Well long story short, we have been falling farther & farther behind on the mortgage (That is Hubby's only household bill) & Hubby never has any money. I have to give him gas money to get to work & go to the doctor.. His mom just had a mild stroke & the family all got together & started talking. Not only was the In-laws milking everyone in the family, they are dealing their pain pills & smoking pot! Whats worse is Hubby has continued to give them money & has even delivered pot to them, in MY TRUCK! Hubs was injured at work 3 years ago & has been on pain pills. Hubs & his parents are a train-wreck! Almost every week, he will tell me he "Lost" money somewhere or he will hide his check stubs & tell me he made $X amount, so he can only make a partial house payment when I find the stubs, the amount is different. 
After years of calmly trying to talk to him, believing him & believing IN him, I shut down. I didnt hardly speak to him, I had refused to have sex with him, I dont trust him! Last week we had sat down & I explained that he was supposed to me MY life partner, my best friend & I am devastated that he has lied to me about so much! He has swore up & down that he will change & try to be a better husband. (Heard it all before~ Nothing really changes)It pacified me for a day or two. The thought of having a happy home again had me on cloud 9!! 
Here's the problem, I dont believe anything that comes out of his mouth, nor his parent's mouths. His (Step) dad is NOT allowed at my house anymore, nor around my kids EVER! Remember the dementia thing, well he almost shot his wife when he was playing with one of his guns & on another occasion, he was swing a knife all wildly inches from my youngest child's face! I flipped out like I had rabies on him & ran his butt off, I was still nice as pie to my MIL!
I have stopped biting my tongue when it comes to his parents & his lies. I do love him, deep down. He just isnt the same person anymore. Neither am I. I am so stressed out, confused & lost. Should I try to stay & fix this? If so how? or should I cut my losses & roll out? Thank you for letting me vent.. Any advice will be greatly appreciated!


----------



## cdbaker (Nov 5, 2010)

He needs a wake up call in a big way before you make a final decision. I doubt he realizes how dire the situation is, or how serious you are about it.


----------



## 827Aug (Apr 27, 2008)

This is bad! I think I would take the children and leave. Your children don't need to be exposed to all of this. Besides, if he isn't making mortgage payments, how much longer can you stay in the house? Make a list of your grievances and present it when you leave. It will then be up to him to reform.


----------



## mablenc (Feb 26, 2013)

What are you getting from your spouse bedsides lies and problems? What is a good reason to stay? Don't say because he's a good father because he has put you and the kids in danger. Does your husband also have a drug problem?
_Posted via Mobile Device_


----------



## Red curls (Aug 6, 2013)

Yes he does have a drug problem. When we got together, We both drank every weekend & I was on Doctor Rx Benzos. When I got pregnant, I quit everything. He stopped drinking. One week after our youngest child was born, hubs was injured seriously at work & was put on vicodin. Its been down hill from there. After 2 more injuries {He is a heavy equipment mechanic} he is now on Rx Percocet. He is only suppose to take 3 a day, but he eats them like candy. He has even handed me his bottle before & told me to only give him his 3 a day & hide the rest from him. That didnt work. I am NOT his Momma, nor his "Warden"! I was raised that all relationships should be "At will" & I should not have to control/manage/babysit a grown man.

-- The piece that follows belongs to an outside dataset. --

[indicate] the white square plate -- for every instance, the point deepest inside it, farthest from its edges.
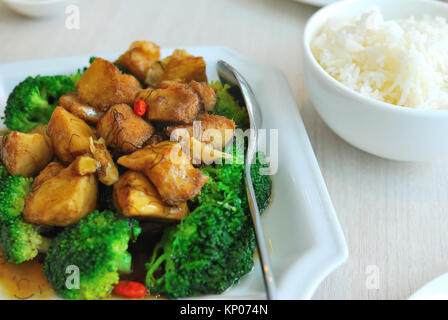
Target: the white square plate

As far as reasons to stay... I cant think of any valid ones. Maybe it comes down to this Co-dependency thing I have been reading about on this site. 
I worry that if I leave, he will end up dead or in jail & my kids wont ever forgive me.. Good Gawd, It seems that I have more issues than just a simple relationship problem!!


----------



## mablenc (Feb 26, 2013)

Well that's the thing, you are trying to protect him while he is not protecting you and the kids. He's an adult and you can't control him. There is a great book called "the new codependency" I suggest you read it.
_Posted via Mobile Device_


----------



## Red curls (Aug 6, 2013)

Thank you, I am looking for it now. Hope I can buy the download for my E reader. Thats a lot faster than driving to the store or waiting on it to arrive in the mail!!!


----------



## cdbaker (Nov 5, 2010)

Yep, I'm sure there is some codependency at play. It also sounds to me like he really isn't that bad of a guy, he's just fallen into some bad habits and behaviors that he has been enabled to maintain, whether through your support or lack of a willingness to force him to stop. Certainly I'm not saying his problems are you fault. When a person we love starts to slide into a bad behavior, it starts slow and I think we tend to not want to make a big deal out of it and rock the boat, which starts that enabling process and it's tough to get out of. I'm willing to bet that he really has no idea how dire the situation has become for you and how angry/hurt you are by it all.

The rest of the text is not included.